Bond prices were mixed in subdued trading Tuesday with little economic news to stir the market.
The Treasury’s closely watched 30-year bond rose 3/16 point, or about $1.90 for every $1,000 in face value. Its yield, which is often an indicator of interest rate trends, eased to 8.85% from 8.86% late Monday.
Analysts said market makers focused on the dollar and sagging oil prices. At one point, crude oil prices were off as much as 30 cents per barrel, helping bond prices firm. But the gains soon were offset by a weakening dollar.
“There were minor movements, but not one big one to move the market,” said Carol Stone, senior economist with Nomura Securities.
Neal Atterman, vice president at Kidder, Peabody & Co., said bond market participants were also watching the debate in Congress over legislation that could eliminate the issuance cap on long-term Treasury bonds.

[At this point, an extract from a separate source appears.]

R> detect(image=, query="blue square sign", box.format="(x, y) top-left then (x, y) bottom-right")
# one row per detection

The U.S. Treasury has not been able to issue more than $270 billion in long-term debt with a coupon of more than 4.25%. Bills in both the House and the Senate contain provisions to repeal the limitation.

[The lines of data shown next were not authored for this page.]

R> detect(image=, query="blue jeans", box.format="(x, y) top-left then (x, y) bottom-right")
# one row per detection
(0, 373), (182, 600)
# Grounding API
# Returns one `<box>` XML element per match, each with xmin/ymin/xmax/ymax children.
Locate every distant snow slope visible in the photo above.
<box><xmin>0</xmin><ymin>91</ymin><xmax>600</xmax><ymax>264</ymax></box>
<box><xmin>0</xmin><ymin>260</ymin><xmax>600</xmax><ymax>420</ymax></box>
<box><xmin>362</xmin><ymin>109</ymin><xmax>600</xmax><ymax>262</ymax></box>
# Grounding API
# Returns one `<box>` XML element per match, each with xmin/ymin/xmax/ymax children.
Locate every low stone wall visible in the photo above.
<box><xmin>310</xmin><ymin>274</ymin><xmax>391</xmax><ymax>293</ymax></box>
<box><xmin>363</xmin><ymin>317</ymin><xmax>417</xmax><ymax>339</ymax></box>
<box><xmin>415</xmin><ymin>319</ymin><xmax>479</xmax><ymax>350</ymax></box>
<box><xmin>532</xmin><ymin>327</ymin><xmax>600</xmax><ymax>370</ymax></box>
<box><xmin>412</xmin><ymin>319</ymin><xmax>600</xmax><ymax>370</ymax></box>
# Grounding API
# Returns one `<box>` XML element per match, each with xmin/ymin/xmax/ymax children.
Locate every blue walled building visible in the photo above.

Approval of the measures would increase the supply of bonds, resulting in at least modest price reductions, analysts said.

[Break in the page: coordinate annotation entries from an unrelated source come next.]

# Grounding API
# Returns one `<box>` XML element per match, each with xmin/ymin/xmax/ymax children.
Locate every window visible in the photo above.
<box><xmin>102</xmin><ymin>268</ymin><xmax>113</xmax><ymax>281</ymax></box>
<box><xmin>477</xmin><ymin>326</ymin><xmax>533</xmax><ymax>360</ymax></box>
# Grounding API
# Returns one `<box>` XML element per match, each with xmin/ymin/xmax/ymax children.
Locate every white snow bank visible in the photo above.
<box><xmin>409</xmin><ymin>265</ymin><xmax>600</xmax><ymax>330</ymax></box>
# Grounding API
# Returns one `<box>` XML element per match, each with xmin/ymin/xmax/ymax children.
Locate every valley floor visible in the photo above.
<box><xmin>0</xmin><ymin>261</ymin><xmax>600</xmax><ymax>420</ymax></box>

A repeal of the cap is expected this fall or by next spring, Stone said.
In the secondary market for Treasury bonds, prices of short-term government issues were unchanged to 1/32 point higher, intermediate maturities were between 1/16 and 3/16 point higher, while long-term issues were 1/32 point lower, according to Telerate Inc., a financial data service.
The Shearson Lehman Hutton daily Treasury bond index, which measures price movements on all outstanding Treasury issues with maturities of a year or longer, rose 1.11 to 1,152.63.
The federal funds rate, the interest on overnight loans between banks, was quoted at 8.313%, down from 8.375% late Monday.